Sending single-document index requests is the slowest path through Elasticsearch. The bulk API amortizes network round-trips, thread pool scheduling, and translog writes across many documents. But bulk batches that are too large cause their own problems: long GC pauses, oversized thread pool task queues, and out-of-memory conditions.

Start with 1,000-5,000 documents per bulk request, aiming for 5-15 MB of payload per batch. Benchmark on your cluster. Increase batch size until throughput plateaus, then back off slightly. Watch heap usage and GC logs - if you see long GC pauses correlating with bulk requests, your batches are too large.
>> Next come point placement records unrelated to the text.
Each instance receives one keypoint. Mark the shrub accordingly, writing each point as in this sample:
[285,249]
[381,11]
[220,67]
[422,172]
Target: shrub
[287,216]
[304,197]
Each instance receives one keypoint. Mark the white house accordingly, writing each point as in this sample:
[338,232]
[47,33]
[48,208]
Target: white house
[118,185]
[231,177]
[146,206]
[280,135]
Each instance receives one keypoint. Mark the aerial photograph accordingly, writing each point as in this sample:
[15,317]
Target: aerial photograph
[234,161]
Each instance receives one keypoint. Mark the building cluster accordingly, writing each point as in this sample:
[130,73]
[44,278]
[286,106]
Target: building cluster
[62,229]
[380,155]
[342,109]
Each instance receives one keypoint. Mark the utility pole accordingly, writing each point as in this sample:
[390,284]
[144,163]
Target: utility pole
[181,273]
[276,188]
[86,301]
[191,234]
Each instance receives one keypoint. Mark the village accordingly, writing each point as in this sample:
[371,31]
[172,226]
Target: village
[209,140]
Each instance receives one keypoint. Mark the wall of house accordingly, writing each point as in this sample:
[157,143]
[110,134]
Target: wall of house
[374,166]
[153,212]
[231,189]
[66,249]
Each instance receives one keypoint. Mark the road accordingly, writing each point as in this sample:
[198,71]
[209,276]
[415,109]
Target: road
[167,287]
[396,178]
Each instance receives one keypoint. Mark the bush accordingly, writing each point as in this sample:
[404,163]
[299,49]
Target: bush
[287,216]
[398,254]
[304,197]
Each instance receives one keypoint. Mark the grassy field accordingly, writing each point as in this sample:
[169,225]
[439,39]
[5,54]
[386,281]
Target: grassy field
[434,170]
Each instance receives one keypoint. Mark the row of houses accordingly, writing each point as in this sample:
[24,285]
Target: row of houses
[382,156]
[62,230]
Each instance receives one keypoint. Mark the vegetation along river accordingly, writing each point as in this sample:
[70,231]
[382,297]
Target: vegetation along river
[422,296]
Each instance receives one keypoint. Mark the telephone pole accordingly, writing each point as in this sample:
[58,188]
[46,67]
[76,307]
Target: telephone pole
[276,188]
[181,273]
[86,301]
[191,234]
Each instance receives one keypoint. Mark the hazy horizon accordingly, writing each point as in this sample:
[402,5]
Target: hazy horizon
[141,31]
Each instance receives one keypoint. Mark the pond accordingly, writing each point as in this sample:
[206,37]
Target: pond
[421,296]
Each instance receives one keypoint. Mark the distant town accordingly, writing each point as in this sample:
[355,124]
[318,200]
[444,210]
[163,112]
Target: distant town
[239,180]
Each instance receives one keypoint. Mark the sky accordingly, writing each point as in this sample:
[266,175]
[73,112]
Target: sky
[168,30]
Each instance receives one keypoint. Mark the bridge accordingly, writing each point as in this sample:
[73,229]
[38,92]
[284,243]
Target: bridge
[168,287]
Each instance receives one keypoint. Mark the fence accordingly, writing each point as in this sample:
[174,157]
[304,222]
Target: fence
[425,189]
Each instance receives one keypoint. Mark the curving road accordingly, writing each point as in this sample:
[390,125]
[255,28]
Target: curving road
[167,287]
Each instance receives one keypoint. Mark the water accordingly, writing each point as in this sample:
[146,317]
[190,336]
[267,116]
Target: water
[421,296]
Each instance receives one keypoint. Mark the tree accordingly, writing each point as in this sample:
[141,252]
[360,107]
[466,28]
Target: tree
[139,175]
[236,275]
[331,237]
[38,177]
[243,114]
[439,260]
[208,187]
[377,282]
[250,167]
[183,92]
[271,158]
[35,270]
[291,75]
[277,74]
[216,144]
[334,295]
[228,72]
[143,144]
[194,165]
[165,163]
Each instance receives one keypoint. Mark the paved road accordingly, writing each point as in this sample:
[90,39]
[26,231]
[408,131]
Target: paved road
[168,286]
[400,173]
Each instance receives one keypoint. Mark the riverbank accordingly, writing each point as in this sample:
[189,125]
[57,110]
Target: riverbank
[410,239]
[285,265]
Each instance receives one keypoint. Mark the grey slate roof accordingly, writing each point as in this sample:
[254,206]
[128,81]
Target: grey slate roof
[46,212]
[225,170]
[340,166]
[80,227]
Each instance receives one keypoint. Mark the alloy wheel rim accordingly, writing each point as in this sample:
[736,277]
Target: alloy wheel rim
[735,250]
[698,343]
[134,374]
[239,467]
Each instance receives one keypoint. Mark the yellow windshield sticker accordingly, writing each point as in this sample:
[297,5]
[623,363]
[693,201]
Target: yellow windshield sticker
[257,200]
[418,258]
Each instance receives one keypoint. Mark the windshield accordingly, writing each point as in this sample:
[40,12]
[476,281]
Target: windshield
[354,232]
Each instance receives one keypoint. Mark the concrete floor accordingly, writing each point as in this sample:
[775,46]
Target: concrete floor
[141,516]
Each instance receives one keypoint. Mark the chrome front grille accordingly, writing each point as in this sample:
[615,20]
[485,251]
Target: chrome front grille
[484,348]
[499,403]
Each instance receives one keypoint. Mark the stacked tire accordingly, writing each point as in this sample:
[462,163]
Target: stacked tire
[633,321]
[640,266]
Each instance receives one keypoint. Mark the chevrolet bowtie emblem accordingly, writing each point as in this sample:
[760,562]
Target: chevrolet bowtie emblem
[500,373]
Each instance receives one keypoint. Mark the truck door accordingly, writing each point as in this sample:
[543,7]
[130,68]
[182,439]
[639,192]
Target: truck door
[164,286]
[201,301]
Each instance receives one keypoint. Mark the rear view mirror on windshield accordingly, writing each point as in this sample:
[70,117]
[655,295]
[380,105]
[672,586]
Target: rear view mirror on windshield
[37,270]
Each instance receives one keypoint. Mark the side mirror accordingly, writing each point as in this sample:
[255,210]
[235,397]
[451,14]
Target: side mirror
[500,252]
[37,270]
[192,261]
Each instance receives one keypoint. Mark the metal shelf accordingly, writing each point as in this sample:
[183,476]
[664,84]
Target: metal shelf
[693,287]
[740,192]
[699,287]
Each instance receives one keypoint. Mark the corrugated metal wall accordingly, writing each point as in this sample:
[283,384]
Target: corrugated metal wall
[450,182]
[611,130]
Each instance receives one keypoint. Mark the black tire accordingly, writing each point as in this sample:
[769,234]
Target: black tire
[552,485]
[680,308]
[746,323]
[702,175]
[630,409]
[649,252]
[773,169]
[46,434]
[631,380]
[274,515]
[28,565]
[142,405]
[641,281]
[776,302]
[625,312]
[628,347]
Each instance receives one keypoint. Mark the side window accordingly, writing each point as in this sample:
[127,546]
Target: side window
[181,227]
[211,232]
Concurrency matters as much as batch size. A single thread will never saturate a cluster. Use multiple threads or processes, each sending its own bulk requests. The write thread pool defaults to the number of CPU cores per node, so a 3-node cluster with 8 cores each handles 24 concurrent indexing operations before queuing. Match client-side parallelism to that capacity.

Replicas, Ingest Pipelines, and Disk I/O

For large initial data loads, setting replicas to zero removes the overhead of replicating every write to replica shards:

PUT /my_index/_settings
{
  "index.number_of_replicas": 0
}

Restore replicas after the load completes. Elasticsearch will copy the primary shards to the replica nodes, which is faster than replicating individual writes during ingestion.

Ingest pipelines add processing time to every document. Each processor in the pipeline - grok, geoip, enrich, script - runs synchronously in the indexing path. If your pipeline includes a slow enrichment lookup or a regex-heavy grok pattern, it directly inflates indexing latency. Use the GET /_nodes/stats/ingest API to see per-pipeline and per-processor timing. Consider moving heavy transformations to your ingestion client or a dedicated ingest node so data nodes focus on storage and search.

Disk I/O is the final common path for all indexing operations. Elasticsearch writes translog entries, builds Lucene segments, and runs background merges - all hitting the same disk subsystem. On cloud instances, check whether your volume's IOPS or throughput limit has been reached. On bare metal, use iostat -x 1 to watch %util and await on the data path devices. SSDs handle the mixed read/write pattern of concurrent indexing and merging far better than spinning disks. If you are on magnetic storage and hitting merge throttling, SSDs often give more throughput than any settings change.